I chose 2MiB because at some point I tried 1 MiB but got a “No GRUB drive for /dev/sda2” during grub-install. Maybe it was something else that was screwed up, I don’t know.

In this process I ended up erasing /boot, so I had to rebuild it from scratch. I formatted /dev/sda2 using ext2 (for no good reason other than it was what it was before) and mounted it on /boot. Running apt reinstall linux-image-5.18.0-2-amd64 got me the config-*, initrd-* and vmlinuz-* files back. Running grub-install /dev/sda did whatever to needed to do to the BIOS boot partition and the MBR sector (GRUB’s wikipedia article helped a lot in understanding what was going on).

Even if I hadn’t destroyed the boot, grub needed to be updated because it had some references to the old disk’s UUID. Not clue if a update-grub would be enough, or what.

At this point I got past GRUB and into Debian, but it failed to boot. This was an easy fix: I had to edit /etc/fstab to update the /boot partition’s UUID.
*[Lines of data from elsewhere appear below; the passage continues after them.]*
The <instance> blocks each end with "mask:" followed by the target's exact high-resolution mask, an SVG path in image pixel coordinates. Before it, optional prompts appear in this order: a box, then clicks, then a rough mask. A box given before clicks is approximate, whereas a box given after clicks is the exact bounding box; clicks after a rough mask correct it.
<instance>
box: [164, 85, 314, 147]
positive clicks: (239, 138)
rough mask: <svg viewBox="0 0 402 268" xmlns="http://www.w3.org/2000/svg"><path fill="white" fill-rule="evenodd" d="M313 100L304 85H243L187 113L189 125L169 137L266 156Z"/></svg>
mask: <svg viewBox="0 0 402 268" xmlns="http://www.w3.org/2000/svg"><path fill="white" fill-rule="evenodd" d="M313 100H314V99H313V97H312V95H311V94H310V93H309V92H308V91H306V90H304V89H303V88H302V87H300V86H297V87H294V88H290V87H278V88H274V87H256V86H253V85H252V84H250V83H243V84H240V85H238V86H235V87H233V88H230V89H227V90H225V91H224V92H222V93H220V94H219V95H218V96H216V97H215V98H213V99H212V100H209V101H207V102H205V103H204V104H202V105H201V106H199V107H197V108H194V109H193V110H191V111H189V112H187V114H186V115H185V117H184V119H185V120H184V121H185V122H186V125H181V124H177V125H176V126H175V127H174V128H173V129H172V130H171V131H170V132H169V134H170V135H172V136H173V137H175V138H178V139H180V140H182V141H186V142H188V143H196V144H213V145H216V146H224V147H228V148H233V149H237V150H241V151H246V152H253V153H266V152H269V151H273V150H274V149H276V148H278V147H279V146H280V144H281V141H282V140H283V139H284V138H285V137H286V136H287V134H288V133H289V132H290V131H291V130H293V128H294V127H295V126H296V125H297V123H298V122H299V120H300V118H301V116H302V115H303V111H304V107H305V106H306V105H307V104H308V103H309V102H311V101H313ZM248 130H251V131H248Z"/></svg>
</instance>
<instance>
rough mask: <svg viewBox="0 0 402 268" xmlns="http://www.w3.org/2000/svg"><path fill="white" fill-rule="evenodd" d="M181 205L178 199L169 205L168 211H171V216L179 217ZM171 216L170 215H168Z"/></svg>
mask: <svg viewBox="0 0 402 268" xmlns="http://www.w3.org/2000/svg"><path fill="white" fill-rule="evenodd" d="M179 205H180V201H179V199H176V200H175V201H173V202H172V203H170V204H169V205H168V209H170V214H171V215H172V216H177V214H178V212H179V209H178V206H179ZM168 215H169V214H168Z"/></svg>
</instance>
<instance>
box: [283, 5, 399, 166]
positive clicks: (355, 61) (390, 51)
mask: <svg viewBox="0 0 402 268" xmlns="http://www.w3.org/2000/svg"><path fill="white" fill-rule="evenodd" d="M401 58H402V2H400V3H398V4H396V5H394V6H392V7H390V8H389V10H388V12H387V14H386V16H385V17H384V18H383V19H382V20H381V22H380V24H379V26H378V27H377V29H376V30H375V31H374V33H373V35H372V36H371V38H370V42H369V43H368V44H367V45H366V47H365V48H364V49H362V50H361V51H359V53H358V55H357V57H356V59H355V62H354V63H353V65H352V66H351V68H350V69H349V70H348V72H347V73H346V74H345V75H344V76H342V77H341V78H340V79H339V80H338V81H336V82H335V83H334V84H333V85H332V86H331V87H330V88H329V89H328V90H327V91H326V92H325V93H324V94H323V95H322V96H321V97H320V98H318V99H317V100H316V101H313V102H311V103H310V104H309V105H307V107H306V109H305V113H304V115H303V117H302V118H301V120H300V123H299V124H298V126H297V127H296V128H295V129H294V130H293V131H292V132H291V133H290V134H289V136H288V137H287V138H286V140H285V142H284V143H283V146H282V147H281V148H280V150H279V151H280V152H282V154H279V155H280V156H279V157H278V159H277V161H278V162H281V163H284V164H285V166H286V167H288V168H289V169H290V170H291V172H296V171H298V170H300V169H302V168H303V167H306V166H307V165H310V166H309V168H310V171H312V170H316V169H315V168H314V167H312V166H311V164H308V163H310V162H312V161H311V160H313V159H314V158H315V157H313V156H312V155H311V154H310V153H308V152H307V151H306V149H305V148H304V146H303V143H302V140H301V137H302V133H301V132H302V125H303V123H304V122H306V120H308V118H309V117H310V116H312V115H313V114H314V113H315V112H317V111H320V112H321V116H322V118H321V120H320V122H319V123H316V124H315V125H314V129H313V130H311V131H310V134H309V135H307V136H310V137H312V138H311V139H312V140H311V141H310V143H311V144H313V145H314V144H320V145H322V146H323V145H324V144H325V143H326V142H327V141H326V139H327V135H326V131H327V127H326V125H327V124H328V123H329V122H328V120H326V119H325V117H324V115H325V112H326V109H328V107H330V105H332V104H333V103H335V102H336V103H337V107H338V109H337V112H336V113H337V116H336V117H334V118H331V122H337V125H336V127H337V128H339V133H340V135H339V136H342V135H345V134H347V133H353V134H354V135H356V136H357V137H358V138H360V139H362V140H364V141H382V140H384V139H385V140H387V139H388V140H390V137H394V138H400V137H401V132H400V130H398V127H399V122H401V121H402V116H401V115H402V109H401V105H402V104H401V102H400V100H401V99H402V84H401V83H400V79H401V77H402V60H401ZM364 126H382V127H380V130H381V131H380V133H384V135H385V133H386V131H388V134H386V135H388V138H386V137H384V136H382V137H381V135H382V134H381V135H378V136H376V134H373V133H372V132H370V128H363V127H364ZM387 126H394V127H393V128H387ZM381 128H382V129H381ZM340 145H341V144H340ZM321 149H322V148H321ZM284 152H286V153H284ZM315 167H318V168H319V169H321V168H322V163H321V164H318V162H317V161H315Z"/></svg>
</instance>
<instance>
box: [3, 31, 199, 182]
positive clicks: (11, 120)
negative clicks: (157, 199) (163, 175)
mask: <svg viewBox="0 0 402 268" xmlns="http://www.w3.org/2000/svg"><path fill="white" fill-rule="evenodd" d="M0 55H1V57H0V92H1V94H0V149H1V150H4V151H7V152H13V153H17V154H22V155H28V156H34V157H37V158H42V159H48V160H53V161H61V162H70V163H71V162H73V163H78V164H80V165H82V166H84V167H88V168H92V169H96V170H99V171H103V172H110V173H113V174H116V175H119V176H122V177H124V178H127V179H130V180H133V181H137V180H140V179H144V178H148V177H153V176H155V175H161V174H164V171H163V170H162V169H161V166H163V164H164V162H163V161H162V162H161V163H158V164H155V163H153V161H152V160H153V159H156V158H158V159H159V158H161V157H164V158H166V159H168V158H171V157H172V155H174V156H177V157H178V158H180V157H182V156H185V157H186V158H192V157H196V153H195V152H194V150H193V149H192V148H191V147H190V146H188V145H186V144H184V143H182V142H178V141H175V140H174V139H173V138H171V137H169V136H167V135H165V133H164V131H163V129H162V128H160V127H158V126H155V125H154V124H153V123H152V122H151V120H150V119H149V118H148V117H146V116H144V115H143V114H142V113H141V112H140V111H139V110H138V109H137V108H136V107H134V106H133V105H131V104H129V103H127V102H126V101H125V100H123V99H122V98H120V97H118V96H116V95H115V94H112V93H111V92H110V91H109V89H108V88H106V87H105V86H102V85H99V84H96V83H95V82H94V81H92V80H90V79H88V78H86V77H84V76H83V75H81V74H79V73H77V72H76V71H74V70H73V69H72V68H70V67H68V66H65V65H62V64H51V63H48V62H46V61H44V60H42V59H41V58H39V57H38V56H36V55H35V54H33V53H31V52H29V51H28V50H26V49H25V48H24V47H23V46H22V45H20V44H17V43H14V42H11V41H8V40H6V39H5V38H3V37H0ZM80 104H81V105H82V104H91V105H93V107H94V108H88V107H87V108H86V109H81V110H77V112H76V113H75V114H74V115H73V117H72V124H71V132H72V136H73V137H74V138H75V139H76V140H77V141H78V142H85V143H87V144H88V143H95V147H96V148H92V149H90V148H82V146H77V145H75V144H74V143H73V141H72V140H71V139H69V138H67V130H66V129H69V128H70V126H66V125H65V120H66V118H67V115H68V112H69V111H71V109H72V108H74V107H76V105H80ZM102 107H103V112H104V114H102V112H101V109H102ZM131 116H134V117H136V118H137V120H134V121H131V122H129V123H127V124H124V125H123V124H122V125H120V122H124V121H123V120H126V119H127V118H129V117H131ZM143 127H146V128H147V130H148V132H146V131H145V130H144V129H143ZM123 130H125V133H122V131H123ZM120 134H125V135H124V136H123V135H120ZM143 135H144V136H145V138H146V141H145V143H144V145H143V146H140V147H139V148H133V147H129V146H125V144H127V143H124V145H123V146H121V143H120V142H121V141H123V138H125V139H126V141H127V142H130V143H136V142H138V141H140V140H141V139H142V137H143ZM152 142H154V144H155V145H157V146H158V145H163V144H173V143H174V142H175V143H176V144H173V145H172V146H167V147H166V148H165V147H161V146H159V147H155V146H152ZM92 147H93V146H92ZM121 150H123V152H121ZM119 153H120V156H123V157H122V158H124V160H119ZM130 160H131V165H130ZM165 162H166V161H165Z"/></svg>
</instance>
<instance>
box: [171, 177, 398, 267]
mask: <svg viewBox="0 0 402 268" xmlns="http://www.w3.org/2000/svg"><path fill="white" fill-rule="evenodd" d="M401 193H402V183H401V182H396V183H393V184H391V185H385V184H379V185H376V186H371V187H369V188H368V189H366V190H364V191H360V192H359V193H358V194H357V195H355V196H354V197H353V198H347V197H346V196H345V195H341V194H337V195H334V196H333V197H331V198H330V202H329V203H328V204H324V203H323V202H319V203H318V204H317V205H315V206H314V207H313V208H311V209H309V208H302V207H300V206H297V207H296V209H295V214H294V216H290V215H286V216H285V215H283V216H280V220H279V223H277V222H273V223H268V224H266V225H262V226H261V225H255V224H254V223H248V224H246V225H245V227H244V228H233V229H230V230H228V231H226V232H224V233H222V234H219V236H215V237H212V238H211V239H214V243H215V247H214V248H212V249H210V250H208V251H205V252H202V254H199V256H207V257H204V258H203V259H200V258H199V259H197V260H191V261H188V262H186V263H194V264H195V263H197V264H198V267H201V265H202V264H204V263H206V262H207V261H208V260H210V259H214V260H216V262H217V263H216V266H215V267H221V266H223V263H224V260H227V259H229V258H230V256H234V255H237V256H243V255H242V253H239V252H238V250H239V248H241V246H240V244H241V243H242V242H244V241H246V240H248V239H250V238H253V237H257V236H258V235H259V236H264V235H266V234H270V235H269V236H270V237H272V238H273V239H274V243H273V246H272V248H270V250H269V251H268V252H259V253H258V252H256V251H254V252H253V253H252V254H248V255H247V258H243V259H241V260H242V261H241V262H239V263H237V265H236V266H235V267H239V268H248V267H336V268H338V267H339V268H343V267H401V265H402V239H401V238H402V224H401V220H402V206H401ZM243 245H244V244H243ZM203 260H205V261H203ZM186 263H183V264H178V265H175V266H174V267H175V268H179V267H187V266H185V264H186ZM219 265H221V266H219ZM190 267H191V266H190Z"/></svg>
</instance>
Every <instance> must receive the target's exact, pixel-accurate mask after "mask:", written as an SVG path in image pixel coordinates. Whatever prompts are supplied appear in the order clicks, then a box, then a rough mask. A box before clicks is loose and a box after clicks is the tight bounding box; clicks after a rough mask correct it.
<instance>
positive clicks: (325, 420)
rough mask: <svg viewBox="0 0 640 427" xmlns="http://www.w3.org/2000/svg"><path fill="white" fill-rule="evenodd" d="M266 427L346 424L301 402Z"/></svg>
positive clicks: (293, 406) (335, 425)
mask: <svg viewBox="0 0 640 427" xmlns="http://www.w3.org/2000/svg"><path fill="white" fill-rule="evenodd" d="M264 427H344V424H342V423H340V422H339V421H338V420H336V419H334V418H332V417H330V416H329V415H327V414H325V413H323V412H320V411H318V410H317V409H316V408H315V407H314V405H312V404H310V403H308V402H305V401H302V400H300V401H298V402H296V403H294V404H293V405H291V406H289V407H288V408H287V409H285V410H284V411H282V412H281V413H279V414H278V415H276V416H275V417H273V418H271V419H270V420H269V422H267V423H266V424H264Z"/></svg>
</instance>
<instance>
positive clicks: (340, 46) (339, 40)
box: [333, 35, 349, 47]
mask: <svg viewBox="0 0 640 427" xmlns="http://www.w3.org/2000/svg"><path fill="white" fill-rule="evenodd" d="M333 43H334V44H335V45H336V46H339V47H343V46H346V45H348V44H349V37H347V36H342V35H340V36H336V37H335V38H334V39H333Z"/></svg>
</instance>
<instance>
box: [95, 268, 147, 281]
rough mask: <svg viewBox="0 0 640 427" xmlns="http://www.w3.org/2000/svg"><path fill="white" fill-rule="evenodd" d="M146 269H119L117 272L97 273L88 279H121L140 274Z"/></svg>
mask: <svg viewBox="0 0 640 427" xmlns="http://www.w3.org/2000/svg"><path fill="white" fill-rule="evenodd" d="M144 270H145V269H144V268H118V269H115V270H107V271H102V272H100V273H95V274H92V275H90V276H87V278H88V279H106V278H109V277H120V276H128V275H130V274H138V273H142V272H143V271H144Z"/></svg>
Later I realized that the /etc/fstab shenanigans caused a lot of confusion during my attempts at fixing the problem. Debian’s installer automatically mounted sda5 and asked if I wanted to mount the /boot partition, to which I said yes, but it didn’t actually mount anything; it was using the old disk’s UUID from /etc/fstab instead of the actual partition. Trusting that it had worked, I more than once ended up generating grub files on the wrong partition. Always check mount, I guess.

Done!

Finally, it booted. I still had to add the network interface to /etc/network/interfaces, I have no idea why it worked before, but things seem fine. Also, the case no longer closes completely, as the new disk is way thicker than the old one and there’s not enough clearance, but I don’t even care anymore.

The daily backups are now running again, I’ve checked their integrity using restic check, and there’s tons of free space. Hopefully I don’t have to mess with this system again soon.